SummaryIn this second LP on monopolies, we learn about a few more types of monopolies, quite particular ones. We learn about discriminating monopolies, how the implement different prices in order to extract all consumer surplus. We also learn about natural monopolies, which are tricky since they are actually good for society.
A two-part tariff is a price discrimination technique that consists in charging consumers with a lump sum fee for the right to purchase the product and then a price per unit consumed. This practice is specially used in places such as golf clubs and amusement parks.
The firm must set the enrolment fee and the price per-unit of the product that maximises its profit. To maximise the amount of product purchased by consumers the firm must set a price that is equal to the marginal cost. Subsequently, the firm will appropriate consumer surplus by setting a fixed fee, A. The first tariff would be the entrance fee, A, which allows the monopoly to extract all consumer surplus. The second tariff is the price per unit, p*q, being this price equal to marginal cost, which means that there is no surplus, since the surplus cannot be extracted twice.

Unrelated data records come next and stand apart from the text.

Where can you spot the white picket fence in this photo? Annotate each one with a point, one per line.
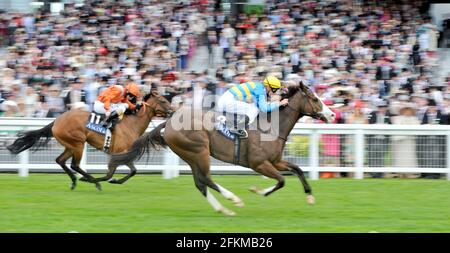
(167, 163)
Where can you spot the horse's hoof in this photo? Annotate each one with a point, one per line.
(226, 212)
(310, 199)
(238, 202)
(255, 190)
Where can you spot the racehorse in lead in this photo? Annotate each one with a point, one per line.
(70, 131)
(196, 145)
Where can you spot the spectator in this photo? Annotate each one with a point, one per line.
(431, 149)
(404, 147)
(378, 144)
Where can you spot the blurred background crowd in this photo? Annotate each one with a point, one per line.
(372, 62)
(364, 58)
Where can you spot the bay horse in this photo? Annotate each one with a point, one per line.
(70, 131)
(265, 157)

As it can be seen in the figure below, which shows two different demand curves for two types of consumers who have different willingness to pay, there are different ways to implement a two-part tariff. Monopolies can charge different entrance fee for each consumer according to their willingness to pay, extracting all the consumer surplus (grey area). However, since this is quite the same as first-degree price discrimination, it is hard to implement. When monopolies are unable to distinguish between different types of consumers, they can charge an entrance fee high enough so only the more exclusive, more willing to pay consumers get the product (green). The monopoly will extract all the consumer surplus of the first type of consumer, but won’t sell at all to the second type. Finally, the monopoly can charge the same entrance fee to both types, but that entrance fee will be that of the less willing consumer, A2, charging the same to the other consumer, A1 (blue). As it can be seen, in this case the monopoly will be able to extract more total consumer surplus by increasing prices from p to p’: it will extract less from the second type of consumer (area -) but will extract even more from the first type of consumer (area +).